Short answer: not really. Don’t get me wrong. I’m sure the pink ribbons, pink uniforms, bumper stickers, and no-bra days have “raised awareness” about breast cancer. The question is, has it actually done anything to reduce breast cancer deaths? At least according to Laurie Becklund, a journalist who died of breast cancer last year, Breast Cancer Awareness has done little but raise money for breast cancer awareness organizations, the largest of which is the Susan G. Komen Foundation. In her own words:
Promise me you’ll never wear a pink ribbon in my name or drop a dollar into a bucket that goes to breast cancer “awareness” for “early detection for a cure,” the mantra of fund-raising juggernaut Susan G. Komen, which has propagated a distorted message about breast cancer and how to “cure” it.
I’m proof that early detection doesn’t cure cancer. I had more than 20 mammograms, and none of them caught my disease. In fact, we now have significant studies showing that routine mammogram screening, which may result in misdiagnoses, unnecessary treatment and radiation overexposure, can harm more people than it helps.

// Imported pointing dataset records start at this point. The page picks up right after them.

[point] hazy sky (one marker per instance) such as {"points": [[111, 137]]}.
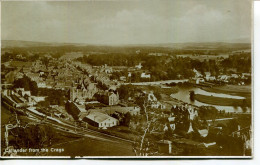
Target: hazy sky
{"points": [[127, 22]]}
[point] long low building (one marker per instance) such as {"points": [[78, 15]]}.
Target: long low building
{"points": [[100, 120], [133, 110]]}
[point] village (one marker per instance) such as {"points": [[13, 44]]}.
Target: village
{"points": [[80, 96]]}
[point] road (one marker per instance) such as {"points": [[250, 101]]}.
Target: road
{"points": [[157, 82]]}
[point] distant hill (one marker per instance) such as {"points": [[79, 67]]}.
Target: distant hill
{"points": [[18, 43], [189, 45]]}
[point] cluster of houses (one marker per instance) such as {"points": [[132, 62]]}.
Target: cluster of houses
{"points": [[207, 77], [20, 97]]}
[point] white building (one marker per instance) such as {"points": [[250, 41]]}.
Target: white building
{"points": [[144, 75], [101, 120]]}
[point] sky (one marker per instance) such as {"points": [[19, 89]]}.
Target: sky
{"points": [[127, 22]]}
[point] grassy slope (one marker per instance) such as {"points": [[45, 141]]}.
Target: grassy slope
{"points": [[237, 90], [218, 100]]}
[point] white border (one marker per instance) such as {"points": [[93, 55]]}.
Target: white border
{"points": [[256, 84]]}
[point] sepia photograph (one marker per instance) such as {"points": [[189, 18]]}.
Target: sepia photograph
{"points": [[127, 79]]}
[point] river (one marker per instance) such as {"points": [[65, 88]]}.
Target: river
{"points": [[184, 95]]}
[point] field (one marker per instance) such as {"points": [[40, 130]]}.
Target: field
{"points": [[219, 101], [237, 90]]}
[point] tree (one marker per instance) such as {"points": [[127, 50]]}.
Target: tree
{"points": [[142, 145], [127, 118]]}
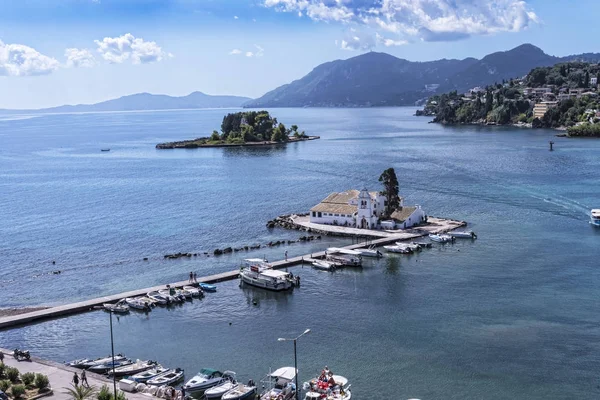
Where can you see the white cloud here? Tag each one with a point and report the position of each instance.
(127, 47)
(21, 60)
(429, 20)
(79, 58)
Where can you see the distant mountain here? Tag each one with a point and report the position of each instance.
(380, 79)
(147, 101)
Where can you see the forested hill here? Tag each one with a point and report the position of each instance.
(380, 79)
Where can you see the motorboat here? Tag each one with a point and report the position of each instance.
(323, 265)
(207, 287)
(329, 386)
(119, 308)
(595, 217)
(168, 378)
(279, 384)
(193, 291)
(132, 369)
(394, 248)
(105, 367)
(344, 257)
(104, 360)
(257, 272)
(370, 251)
(158, 298)
(241, 392)
(216, 392)
(148, 374)
(440, 238)
(464, 235)
(207, 378)
(138, 304)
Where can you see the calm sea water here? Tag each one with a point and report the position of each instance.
(514, 314)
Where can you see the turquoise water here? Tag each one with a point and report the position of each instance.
(513, 314)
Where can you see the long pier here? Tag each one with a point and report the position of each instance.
(88, 305)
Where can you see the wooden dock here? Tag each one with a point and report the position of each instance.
(87, 305)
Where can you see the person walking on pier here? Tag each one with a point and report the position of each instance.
(84, 379)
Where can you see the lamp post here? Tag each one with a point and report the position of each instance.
(112, 346)
(295, 358)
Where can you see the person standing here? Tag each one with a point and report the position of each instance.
(84, 379)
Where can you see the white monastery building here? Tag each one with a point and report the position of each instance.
(364, 209)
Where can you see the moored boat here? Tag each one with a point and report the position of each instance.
(168, 378)
(595, 217)
(207, 378)
(259, 273)
(323, 265)
(279, 384)
(148, 374)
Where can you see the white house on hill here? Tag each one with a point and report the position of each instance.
(363, 209)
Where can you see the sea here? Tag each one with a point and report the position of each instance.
(513, 314)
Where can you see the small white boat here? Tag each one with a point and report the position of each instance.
(279, 384)
(132, 369)
(394, 248)
(595, 217)
(216, 392)
(138, 304)
(369, 252)
(323, 265)
(168, 378)
(241, 392)
(148, 374)
(194, 292)
(119, 308)
(464, 235)
(158, 298)
(440, 238)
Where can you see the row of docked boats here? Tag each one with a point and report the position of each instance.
(161, 297)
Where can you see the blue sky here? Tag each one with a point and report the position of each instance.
(55, 52)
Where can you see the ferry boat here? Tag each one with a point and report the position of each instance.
(595, 217)
(343, 257)
(257, 272)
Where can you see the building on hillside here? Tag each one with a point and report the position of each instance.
(363, 209)
(540, 109)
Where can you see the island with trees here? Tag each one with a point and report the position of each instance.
(564, 96)
(248, 128)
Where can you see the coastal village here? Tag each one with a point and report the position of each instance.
(564, 96)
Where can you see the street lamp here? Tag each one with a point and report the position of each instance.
(295, 358)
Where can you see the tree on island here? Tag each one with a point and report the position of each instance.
(390, 190)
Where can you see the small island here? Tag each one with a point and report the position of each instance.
(564, 96)
(249, 128)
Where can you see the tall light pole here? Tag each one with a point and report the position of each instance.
(112, 346)
(295, 358)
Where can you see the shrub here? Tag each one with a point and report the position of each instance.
(28, 378)
(41, 381)
(4, 385)
(12, 374)
(18, 391)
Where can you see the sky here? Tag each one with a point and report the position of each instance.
(55, 52)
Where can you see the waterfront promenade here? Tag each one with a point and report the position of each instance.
(437, 226)
(61, 376)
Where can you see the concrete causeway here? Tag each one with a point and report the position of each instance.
(440, 225)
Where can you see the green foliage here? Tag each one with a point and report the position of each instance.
(28, 378)
(17, 391)
(41, 381)
(80, 392)
(584, 130)
(390, 190)
(12, 374)
(4, 385)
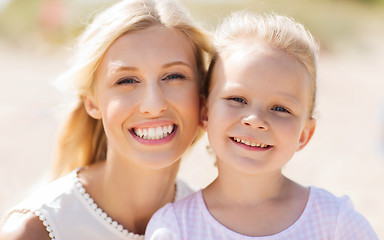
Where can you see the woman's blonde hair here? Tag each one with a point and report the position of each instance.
(82, 140)
(244, 30)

The only kind of cancer that kills can’t be stopped by early detection. Like so many charities, Susan G. Komen may have good intentions at some level, but they are driven mainly by survival instinct. It’s something I think about a lot concerning any charity dedicated to a “cure.” It’s not that hard to figure out really: they have a financial incentive not to find a cure. They have to do just enough to make their cause compelling but they can’t and won’t succeed. Success would be financial suicide for the Susan G. Komen Foundation:
Susan G. Komen . . . has raised $2.5 billion over the last 20 years, much more than many corporations will ever earn. Yet Komen channels only a fraction of those funds into research or systems to help those who are already seriously sick. Most of that money continues to go to a breast cancer “awareness” campaign that is now painfully out of date.
So, in honor of Becklund, I won’t wear pink unless I feel like it (“Salmon! Salmon. That’s obviously salmon.”), and I’ll give my money to people who are actually “for the cure.”